Tyrannicida
Lucian of Samosata
Lucian, Vol. 5. Harmon, A. M., editor. London: William Heinemann, Ltd.; Cambridge, MA: Harvard University Press, 1936.
A man went to the Acropolis to slay the tyrant. He did not find him, but slew his son and left his sword in the body. When the tyrant came and saw his son already dead, he slew himself with the same sword. The man who went up and slew the tyrant’s son claims the reward for slaying the tyrant.

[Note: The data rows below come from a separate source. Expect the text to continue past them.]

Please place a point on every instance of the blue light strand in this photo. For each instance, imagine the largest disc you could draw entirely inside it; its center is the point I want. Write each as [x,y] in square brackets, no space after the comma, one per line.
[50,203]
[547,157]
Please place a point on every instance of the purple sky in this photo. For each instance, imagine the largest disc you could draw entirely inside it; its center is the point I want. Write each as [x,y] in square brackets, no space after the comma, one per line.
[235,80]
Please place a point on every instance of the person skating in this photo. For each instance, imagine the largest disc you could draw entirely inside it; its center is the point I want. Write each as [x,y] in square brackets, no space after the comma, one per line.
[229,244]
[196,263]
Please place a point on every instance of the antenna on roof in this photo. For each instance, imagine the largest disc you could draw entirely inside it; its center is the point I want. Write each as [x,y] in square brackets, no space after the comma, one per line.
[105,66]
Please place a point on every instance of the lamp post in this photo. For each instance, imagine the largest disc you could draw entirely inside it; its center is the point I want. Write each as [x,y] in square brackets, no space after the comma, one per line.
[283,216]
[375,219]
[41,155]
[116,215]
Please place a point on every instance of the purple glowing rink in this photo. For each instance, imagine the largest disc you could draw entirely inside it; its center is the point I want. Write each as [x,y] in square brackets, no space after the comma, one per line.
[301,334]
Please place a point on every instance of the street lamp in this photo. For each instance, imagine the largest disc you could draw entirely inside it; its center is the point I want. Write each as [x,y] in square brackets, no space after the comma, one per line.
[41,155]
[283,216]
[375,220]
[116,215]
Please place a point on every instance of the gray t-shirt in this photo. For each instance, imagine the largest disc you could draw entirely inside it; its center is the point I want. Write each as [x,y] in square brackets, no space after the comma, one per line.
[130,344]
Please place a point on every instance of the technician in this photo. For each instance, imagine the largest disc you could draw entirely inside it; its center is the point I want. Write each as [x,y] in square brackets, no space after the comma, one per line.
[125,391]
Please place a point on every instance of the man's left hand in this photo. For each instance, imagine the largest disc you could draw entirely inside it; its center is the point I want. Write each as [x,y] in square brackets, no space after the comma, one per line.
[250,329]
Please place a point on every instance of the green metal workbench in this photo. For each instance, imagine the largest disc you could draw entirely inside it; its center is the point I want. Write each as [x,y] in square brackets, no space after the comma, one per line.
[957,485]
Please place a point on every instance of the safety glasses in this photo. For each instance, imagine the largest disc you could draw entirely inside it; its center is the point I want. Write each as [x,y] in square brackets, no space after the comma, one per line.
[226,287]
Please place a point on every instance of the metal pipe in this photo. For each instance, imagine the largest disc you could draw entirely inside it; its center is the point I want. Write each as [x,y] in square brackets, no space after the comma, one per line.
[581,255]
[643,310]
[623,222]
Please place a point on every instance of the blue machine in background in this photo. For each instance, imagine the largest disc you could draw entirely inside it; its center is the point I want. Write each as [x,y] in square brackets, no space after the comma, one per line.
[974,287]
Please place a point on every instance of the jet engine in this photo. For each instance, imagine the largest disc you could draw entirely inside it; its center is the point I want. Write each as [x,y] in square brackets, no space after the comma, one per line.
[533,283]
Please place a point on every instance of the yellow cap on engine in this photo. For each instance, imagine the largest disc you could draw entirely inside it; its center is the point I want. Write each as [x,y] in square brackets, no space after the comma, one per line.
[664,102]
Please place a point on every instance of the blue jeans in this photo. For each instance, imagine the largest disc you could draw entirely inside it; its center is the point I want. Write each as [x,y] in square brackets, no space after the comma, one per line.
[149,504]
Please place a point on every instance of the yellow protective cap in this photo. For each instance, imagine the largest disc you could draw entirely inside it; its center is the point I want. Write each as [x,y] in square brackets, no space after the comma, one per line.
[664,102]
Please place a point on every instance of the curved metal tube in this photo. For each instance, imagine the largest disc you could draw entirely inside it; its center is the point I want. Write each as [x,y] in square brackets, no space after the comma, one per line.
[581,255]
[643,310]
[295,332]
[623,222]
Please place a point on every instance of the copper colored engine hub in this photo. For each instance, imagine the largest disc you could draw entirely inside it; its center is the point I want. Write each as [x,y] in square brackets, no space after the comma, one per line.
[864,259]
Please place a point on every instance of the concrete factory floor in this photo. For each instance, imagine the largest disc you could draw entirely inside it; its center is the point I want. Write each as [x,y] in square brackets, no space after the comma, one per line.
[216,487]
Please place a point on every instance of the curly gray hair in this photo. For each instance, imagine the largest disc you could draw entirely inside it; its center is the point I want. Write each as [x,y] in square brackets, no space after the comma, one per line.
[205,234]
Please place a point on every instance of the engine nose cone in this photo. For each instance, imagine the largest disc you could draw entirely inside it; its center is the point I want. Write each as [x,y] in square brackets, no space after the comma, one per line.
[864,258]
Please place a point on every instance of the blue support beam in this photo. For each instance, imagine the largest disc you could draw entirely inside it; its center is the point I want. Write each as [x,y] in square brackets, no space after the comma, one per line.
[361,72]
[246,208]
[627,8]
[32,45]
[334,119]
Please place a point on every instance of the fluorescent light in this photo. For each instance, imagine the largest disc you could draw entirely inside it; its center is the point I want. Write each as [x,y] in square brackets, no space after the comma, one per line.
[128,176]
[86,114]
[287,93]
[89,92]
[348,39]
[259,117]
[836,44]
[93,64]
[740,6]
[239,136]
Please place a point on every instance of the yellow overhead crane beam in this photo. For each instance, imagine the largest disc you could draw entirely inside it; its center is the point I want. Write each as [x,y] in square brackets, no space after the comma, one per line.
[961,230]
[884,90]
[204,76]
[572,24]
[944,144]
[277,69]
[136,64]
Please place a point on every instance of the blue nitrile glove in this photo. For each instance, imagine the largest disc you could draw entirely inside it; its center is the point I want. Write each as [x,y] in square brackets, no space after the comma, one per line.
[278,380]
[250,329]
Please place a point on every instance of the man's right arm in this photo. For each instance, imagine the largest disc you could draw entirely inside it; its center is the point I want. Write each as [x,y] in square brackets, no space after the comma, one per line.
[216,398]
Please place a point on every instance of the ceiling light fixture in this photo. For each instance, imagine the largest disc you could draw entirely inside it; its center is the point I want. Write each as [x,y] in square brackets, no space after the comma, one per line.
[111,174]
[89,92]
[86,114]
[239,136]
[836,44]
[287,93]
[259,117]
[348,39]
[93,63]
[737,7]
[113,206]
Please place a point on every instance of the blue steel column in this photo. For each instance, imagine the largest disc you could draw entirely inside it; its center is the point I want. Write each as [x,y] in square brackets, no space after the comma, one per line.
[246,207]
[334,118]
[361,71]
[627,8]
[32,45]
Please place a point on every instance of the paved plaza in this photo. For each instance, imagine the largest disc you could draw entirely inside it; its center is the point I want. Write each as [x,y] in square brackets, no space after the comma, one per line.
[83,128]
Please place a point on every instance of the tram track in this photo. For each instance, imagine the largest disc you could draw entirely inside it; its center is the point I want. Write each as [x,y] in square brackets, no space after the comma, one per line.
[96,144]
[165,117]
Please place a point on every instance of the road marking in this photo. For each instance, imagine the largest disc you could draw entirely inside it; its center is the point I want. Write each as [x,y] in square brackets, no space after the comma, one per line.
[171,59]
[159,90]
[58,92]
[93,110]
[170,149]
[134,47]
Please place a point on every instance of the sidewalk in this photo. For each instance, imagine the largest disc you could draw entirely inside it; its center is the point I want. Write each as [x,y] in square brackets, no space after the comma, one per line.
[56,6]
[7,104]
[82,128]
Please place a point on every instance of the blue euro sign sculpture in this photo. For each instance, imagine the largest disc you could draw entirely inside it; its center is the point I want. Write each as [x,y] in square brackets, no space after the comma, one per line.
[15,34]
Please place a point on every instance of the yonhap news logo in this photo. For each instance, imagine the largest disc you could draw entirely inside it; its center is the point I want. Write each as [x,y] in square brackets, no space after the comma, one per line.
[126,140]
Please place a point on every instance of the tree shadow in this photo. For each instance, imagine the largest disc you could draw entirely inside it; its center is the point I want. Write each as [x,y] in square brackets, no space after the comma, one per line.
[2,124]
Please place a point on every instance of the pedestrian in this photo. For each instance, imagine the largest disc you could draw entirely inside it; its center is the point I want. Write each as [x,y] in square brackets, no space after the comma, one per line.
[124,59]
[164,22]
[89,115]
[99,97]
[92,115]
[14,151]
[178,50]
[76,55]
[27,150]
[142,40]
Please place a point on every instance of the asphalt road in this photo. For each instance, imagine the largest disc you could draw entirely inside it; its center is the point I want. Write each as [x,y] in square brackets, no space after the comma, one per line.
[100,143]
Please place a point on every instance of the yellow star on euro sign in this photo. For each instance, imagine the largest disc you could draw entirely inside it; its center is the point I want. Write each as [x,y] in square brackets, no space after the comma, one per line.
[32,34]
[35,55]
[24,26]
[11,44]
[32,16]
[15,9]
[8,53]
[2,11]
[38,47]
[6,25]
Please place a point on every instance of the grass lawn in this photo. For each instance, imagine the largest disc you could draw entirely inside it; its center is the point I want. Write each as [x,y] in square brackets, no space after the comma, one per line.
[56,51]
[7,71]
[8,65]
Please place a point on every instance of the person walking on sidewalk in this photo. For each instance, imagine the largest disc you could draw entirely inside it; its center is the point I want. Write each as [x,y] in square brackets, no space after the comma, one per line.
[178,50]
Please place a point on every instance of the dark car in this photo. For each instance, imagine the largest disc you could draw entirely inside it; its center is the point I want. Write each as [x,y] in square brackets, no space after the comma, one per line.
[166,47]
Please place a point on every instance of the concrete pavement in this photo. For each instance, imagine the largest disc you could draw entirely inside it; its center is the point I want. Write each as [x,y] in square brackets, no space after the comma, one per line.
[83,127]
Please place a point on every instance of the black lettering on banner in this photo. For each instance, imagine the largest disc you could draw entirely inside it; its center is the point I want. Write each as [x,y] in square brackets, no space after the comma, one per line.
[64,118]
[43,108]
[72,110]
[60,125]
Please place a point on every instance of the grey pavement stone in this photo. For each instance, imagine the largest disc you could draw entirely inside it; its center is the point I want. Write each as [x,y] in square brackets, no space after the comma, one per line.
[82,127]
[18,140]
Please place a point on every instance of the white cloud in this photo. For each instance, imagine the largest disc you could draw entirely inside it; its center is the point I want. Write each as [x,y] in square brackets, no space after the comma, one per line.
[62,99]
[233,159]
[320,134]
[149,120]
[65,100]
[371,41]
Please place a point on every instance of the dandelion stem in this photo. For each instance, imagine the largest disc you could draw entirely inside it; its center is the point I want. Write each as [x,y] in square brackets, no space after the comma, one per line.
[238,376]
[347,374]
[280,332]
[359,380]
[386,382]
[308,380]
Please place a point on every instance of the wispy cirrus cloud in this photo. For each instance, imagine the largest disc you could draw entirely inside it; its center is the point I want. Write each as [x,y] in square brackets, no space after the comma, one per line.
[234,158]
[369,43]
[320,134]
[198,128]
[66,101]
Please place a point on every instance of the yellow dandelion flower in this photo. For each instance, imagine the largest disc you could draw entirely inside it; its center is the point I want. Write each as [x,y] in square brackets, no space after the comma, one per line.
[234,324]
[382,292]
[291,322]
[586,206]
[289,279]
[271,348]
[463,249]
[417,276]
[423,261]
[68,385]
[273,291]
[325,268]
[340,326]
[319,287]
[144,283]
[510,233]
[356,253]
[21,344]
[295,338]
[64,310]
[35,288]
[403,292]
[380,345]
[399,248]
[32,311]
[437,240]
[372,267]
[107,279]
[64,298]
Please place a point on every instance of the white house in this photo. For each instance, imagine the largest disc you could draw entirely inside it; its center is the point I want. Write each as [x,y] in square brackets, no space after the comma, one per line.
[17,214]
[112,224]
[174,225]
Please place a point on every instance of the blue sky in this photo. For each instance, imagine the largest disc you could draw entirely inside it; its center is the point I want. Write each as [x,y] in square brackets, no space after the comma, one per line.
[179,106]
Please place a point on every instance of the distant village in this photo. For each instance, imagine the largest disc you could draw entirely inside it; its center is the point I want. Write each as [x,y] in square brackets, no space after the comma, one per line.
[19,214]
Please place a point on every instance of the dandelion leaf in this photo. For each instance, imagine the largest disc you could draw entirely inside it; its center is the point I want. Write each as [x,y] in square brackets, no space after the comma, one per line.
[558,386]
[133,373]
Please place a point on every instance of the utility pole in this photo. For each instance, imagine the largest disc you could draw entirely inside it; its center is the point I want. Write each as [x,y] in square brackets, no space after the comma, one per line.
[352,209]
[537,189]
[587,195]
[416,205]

Two tyrants, gentlemen of the jury,[*](The form of procedure posited is analogous to dokimasia at Athens. The claimant’s right to the reward offered by the state has been challenged by one of his fellow-citizens, and the authorities have referred the question to a jury. The adversary, as plaintiff, has already spoken. ) have been done to death by me in a single day, one already past his prime, the other in the ripeness of his years and in better case to take up wrongdoing in his turn. Yet I have come to claim but one reward for both, as the only tyrant-slayer of all time who has done away with two malefactors at a single blow, killing the son with the sword and the father by means of his affection for his son. The tyrant has paid us a sufficient penalty for what he did, for while he still lived he saw his son, prematurely slain, in the toils of death, and at last (a thing incomparably strange) he himself was constrained to become his own executioner. And his son not only met death at my hands, but even after death assisted me to slay another ; for though while he still lived he shared his father’s crimes, after his death he slew his father as best he might.